A better approach is one where the object is a document literal, with the approriate use of xsd:any. Then, there can be multiple WSDLs which share a common core. Things that are expected will be mapped cleanly. Things that are not, will be retained.


The resulting C# client logic will look more like the following:

   entry post = new entry();
   post.issued = new DateTime();
   post.content = "Hello World!";

   AtomAPI api = new AtomAPI();
   api.POST(entry);

The advantage of such an approach is that new fields can be added without requiring any code changes. Authentication headers can be pretty much handled the same way, with something like the following inserted immediately before the POST:

  auth credentials = new auth();
  credentitials.user = "kpako";
  api.auth = credentials;

Open invitation: If somebody can prototype an implementation that looks roughly as follows: http://www.intertwingly.net/wiki/pie/BloggerProposals, and put up a public endpoint for me to test against, I'll create a WSDL and both a Java and C# implementation that uses the WSDL and a SOAP stack, as well as a Perl and Python implementation that don't use anything more than an XML parser.

This being said, my hope is that the BloggerProposal is evolved away from a custom set of headers and passing the password in the clear. I would prefer something that was based on a secure digest or encryption and a documented standard.

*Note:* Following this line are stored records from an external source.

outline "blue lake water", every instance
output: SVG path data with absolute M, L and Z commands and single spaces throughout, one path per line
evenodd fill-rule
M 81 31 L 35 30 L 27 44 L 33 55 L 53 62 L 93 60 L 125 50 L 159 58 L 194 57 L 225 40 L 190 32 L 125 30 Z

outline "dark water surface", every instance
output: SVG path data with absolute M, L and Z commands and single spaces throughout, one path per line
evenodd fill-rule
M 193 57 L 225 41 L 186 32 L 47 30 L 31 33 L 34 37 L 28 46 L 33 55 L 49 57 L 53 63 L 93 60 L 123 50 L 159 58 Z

I've informally discussed with some of the XML Web
Services folks about how to handle this introspection
dynamically using the current .NET Framework [since
I'll have to implement something like this in RSS
Bandit eventually] and they've given me the impression
that it is possible. Which is good since it means that
a SOAP-based API will be able to be discovered
dynamically without the client author having to futz
around with XML if they don't want to while XML
junkies like me can if they want to (at least for
developers using the .NET Framework).

+1


I believe this dynamic discovery won't be necessary if
the discovery process is structured differently (E.g.
API functions are clustered together in a particular
namespace and all functions in that namespace are
mandatory). However I'm a novice when it comes to XML
Web Services and acknowledge that this is just
educated guesswork.

Part of the issue is the number of URI's that will need to be dedicated to any given resource. In RPC based systems, this typically is one per system. The direction the AtomAPI is currently heading is for this to be one per service per resource. My intuition is that the right place is someplace in the middle.